Kenan Malik states that “The experience of living in a society transformed by mass immigration, a society that is less insular, more vibrant and more cosmopolitan, is positive” but contrasts this with the political process of multiculturalism, which “describes a set of policies, the aim of which is to manage diversity by putting people into ethnic boxes, defining individual needs and rights by virtue of the boxes into which people are put, and using those boxes to shape public policy.”[1]

That has nothing to do with “proletarian revolution” either, of course.

BrainGlutton    07-12-2012 07:57 PM

Quote   Originally Posted by Chuck11 (Post 15266364)

The concept is developed in this book. Refer also here.

:rolleyes: That VDARE piece by Paul Gottfried actually refers to the Southern Poverty Law Center as a “leftist vigilante group.” ‘Nuff said, and less said the better.

tomndebb  07-12-2012 08:49 PM

Quote  Originally Posted by Chuck11 (Post 15266364)

The concept is developed in this book. Refer also here.

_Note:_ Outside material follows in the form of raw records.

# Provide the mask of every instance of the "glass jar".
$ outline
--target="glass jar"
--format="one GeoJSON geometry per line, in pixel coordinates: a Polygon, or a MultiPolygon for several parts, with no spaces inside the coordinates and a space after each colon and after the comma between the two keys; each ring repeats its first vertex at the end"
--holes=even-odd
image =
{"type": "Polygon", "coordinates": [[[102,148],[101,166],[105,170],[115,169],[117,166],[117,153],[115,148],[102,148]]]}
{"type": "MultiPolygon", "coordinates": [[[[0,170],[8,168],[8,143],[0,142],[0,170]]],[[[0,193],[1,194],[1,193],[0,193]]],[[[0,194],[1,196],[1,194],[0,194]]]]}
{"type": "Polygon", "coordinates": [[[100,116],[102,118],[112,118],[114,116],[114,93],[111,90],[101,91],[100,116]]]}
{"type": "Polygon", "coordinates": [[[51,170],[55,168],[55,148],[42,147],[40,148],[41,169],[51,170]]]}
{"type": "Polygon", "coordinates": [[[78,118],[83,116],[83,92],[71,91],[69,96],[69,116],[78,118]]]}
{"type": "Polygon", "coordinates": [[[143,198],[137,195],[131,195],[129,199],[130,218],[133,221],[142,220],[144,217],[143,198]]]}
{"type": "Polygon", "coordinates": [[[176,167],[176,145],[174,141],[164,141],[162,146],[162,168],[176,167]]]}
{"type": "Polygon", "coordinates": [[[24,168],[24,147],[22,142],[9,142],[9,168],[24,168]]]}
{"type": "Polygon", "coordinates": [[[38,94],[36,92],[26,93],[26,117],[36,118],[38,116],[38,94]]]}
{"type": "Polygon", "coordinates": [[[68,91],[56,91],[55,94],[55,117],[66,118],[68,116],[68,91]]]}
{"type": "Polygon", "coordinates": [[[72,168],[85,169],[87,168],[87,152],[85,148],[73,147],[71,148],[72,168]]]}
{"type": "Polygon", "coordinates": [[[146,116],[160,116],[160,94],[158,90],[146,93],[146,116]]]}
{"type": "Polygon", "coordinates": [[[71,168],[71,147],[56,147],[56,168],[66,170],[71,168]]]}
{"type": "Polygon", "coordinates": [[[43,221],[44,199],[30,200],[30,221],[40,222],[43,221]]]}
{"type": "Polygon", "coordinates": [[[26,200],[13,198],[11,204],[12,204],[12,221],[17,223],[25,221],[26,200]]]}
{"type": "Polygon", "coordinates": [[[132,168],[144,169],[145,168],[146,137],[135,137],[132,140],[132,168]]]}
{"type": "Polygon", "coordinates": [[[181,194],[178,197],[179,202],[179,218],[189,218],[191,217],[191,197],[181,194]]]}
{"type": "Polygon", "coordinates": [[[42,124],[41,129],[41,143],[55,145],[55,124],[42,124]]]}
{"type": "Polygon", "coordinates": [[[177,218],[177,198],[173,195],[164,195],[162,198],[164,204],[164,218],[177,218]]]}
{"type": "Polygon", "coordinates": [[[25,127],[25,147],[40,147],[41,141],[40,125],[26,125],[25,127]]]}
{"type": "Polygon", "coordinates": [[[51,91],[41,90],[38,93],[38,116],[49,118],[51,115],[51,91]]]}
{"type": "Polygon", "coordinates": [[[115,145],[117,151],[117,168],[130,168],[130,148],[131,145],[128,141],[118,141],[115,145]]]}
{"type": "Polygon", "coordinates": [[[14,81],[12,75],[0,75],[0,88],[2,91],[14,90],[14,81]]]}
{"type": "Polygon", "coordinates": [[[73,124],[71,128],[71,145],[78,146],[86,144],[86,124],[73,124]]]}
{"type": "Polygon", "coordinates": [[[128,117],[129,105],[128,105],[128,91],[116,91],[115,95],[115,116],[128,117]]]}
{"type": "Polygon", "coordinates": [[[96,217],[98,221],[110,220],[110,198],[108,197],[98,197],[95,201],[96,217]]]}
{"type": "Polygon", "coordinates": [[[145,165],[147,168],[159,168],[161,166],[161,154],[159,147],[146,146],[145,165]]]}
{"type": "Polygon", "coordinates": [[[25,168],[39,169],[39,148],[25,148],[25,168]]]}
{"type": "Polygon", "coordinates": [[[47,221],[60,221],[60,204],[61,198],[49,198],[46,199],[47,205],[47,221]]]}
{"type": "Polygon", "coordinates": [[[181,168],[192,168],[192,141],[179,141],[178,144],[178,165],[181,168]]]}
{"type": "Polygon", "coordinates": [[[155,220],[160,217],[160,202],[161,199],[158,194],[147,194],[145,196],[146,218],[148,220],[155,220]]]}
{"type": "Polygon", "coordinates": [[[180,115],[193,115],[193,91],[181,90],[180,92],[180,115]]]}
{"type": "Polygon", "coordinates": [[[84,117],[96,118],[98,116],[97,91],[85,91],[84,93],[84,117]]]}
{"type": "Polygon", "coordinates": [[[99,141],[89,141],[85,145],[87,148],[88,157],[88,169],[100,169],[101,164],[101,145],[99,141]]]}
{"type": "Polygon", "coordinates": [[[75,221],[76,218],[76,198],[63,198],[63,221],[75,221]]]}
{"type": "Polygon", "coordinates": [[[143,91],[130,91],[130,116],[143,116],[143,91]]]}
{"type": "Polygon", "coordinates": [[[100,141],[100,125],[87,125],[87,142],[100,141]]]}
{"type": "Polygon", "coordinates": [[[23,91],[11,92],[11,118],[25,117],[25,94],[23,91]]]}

So, basically, it is nothing more than a defunct academic exercise, the name of which is still waved about by crusaders from the Far Right to try to poison the well of any discussion in which they have too few facts, so they must wave the “Marx” boogeyman around, (even though he had nothing to do with it), to taint the discussion.

Basically, “cultural Marxism” is simply a bad mindset that libels the person for whom it is named by misapplying some eponymous ideas in totally inappropriate contexts, much like “social Darwinism.” And, as noted, the former is now not even pursued much in academia, remaining in the language only as an insult by people who need a handy code word for “bad” that does not get them branded as rude for using the words they would prefer to use.